Um vasto público ouviu, entre outros, textos de Piero Ceccucci: Il "Memoriale del Convento" nell'itinerario narrativo di José Saramago e Eduardo Lourenço: O Memorial da história humana como história santa.
De registar, sobretudo, as intervenções dos dois autores, Azio Corghi e José Saramago, que se prolongariam num longo debate com o público, em que falaram longamente do(s) sonho(s) de cada um: "Eu acho que, depois de o padre Bartolomeu Gusmão ter inventado a "passarela" e eu ter inventado a "máquina para viajar", é chegado o momento de o Maestro Corghi explicar a sua obra". A resposta de Corghi deixa clara a unidade da travessia entre a obra e a ópera: "História e história tenderiam para harmonizar-se numa síntese até exigirem, tornando-a "quase necessária", a intervenção da música".

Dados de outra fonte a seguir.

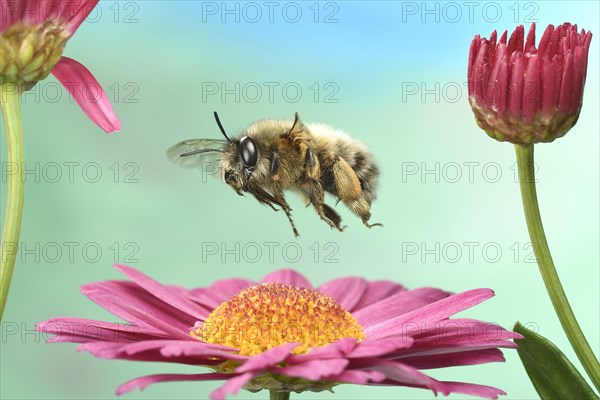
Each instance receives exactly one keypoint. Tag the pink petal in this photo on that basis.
(400, 373)
(579, 66)
(532, 91)
(545, 41)
(345, 291)
(565, 95)
(430, 313)
(530, 42)
(337, 349)
(161, 291)
(87, 92)
(288, 277)
(184, 351)
(380, 347)
(219, 292)
(144, 381)
(478, 69)
(472, 357)
(358, 377)
(232, 386)
(132, 303)
(471, 389)
(473, 52)
(503, 38)
(515, 90)
(548, 88)
(497, 85)
(400, 303)
(267, 359)
(79, 330)
(377, 291)
(314, 370)
(515, 43)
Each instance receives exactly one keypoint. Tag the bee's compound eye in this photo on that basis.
(248, 151)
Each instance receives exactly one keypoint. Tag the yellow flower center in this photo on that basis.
(271, 314)
(28, 52)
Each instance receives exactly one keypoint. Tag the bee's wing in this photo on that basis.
(209, 152)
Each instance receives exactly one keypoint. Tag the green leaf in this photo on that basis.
(552, 374)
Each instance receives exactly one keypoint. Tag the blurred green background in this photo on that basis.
(391, 74)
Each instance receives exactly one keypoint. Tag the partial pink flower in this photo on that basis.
(33, 35)
(284, 335)
(526, 94)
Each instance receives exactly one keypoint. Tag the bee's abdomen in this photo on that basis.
(368, 173)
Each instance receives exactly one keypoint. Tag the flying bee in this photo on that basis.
(272, 156)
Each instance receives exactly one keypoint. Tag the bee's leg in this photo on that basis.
(263, 197)
(278, 191)
(278, 194)
(348, 189)
(315, 192)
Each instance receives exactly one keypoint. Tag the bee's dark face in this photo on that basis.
(241, 163)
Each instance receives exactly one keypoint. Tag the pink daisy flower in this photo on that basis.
(33, 35)
(283, 335)
(526, 94)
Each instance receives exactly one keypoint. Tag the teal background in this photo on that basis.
(165, 215)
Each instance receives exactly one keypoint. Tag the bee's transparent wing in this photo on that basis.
(210, 154)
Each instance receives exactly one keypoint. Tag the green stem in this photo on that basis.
(273, 395)
(546, 265)
(10, 99)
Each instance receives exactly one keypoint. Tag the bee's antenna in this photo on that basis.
(221, 127)
(199, 151)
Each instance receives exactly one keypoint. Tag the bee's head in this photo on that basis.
(243, 156)
(238, 168)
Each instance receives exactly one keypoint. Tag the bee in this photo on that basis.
(272, 156)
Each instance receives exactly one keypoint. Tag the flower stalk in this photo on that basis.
(10, 99)
(275, 395)
(546, 265)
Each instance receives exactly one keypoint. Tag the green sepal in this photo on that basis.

Voltando às palavras de Lidia Bramani "A extraordinária coerência estrutural do Memorial do Convento permite compreender globalmente o pensamento do escritor. Mantendo um desenrolar de sequências, Saramago torna o tempo narrativo centrífugo, dissolvendo a rigidez deste a partir do interior. O tempo psicológico, individual e colectivo vence o da narração convencional graças a uma prosa moderníssima, barroca, opulenta, transbordante de rasgos de projecção, simultaneamente capazes de uma suavíssima essencialidade".
Foi assim no tempo de estreia de Blimunda em Itália. E foi também assim que José Saramago se fez Nobel: com uma estatura de excelência e humildade que ampliou, indelevelmente, o espaço da literatura e da cultura portuguesas no mundo.